Supplemental material

Figure 3

miR-15b-5p inhibits CRC tumorigenesis and sensitizes anti-PD-1 therapy by targeting PD-L1 in murine model. (A) Schematic representation of a mouse model of CAC following AAV (miR-15b-5p sponge) infection. (B) Schematic representation of a mouse model of APCmin/+ colon cancer after infecting AAV (miR-15b-5p sponge). (C) Representative images were shown and observed colitis-associated tumor in the control and blocking miR-15b-5p group. (D) Representative images of H&E, miR-15b-5p, PD-L1, and CD8 +cells stained from CAC tumor tissues of control and blocking miR-15b-5p group mice (scale bar, 200 µm). (E) Representative images were shown and observed APCmin/+ tumor in the control and blocking miR-15b-5p group. (F) Representative images of H&E, miR-15b-5p, PD-L1, and CD8+ cells stained from APCmin/+ tumor tissues of control and blocking miR-15b-5p group mice (scale bar, 200 µm). (G) T cell-meditated tumor cell killing assay was performed in CT26 and MC38 cells infected with miR-15b-5p or control lentivirus. (H) Tumor growth of miR-sc, miR-15b-5p CT26 cells with or not PD-1 antibody treated in BALB/c mice (n=7 mice per group). (I) Survival of mice bearing syngeneic CT26 tumors following treatment with PD-1 antibody (n=9 mice per group). (J) Intracellular cytokine staining of CD8+ IFN-γ+ cells in the CD3+ T cell populations from isolated TILs.
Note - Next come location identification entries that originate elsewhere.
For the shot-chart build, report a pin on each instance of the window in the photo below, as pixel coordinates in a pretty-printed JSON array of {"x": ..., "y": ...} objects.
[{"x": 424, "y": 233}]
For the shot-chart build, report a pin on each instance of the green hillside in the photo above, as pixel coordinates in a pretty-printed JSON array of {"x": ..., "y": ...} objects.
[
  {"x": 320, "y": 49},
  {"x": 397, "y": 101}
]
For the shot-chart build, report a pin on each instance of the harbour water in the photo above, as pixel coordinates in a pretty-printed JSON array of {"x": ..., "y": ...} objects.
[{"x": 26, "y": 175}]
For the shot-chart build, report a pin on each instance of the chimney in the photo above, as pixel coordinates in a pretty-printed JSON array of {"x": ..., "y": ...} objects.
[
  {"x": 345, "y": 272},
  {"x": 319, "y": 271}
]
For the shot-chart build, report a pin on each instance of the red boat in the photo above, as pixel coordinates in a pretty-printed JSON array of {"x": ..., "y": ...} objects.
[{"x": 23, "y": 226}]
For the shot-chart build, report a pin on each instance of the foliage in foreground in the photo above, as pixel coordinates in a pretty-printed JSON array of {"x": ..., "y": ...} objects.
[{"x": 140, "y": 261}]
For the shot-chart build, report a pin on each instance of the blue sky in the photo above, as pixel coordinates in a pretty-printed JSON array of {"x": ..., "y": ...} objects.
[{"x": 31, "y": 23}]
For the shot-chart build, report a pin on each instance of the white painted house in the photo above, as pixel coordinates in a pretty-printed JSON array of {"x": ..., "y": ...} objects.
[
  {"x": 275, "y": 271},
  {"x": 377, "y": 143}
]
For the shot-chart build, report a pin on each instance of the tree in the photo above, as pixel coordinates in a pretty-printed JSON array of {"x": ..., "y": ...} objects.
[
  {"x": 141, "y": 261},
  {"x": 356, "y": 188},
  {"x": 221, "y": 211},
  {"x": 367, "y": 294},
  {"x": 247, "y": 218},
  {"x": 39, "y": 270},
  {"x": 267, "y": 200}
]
Data represent mean±SD. ANOVA followed by Tukey’s multiple comparison test was applied. Cumulative survival time was estimated by the Kaplan-Meier method, and the log-rank test was applied to compare the groups. *P<0.05, **p<0.01, and ***p<0.001. AAV, adeno-associated virus; ANOVA, analysis of variance; CAC, colitis-associated cancer; CRC, colorectal cancer; IFN, interferon; PD-L1, programmed cell death ligand 1; TIL, tumor-infiltrating lymphocyte.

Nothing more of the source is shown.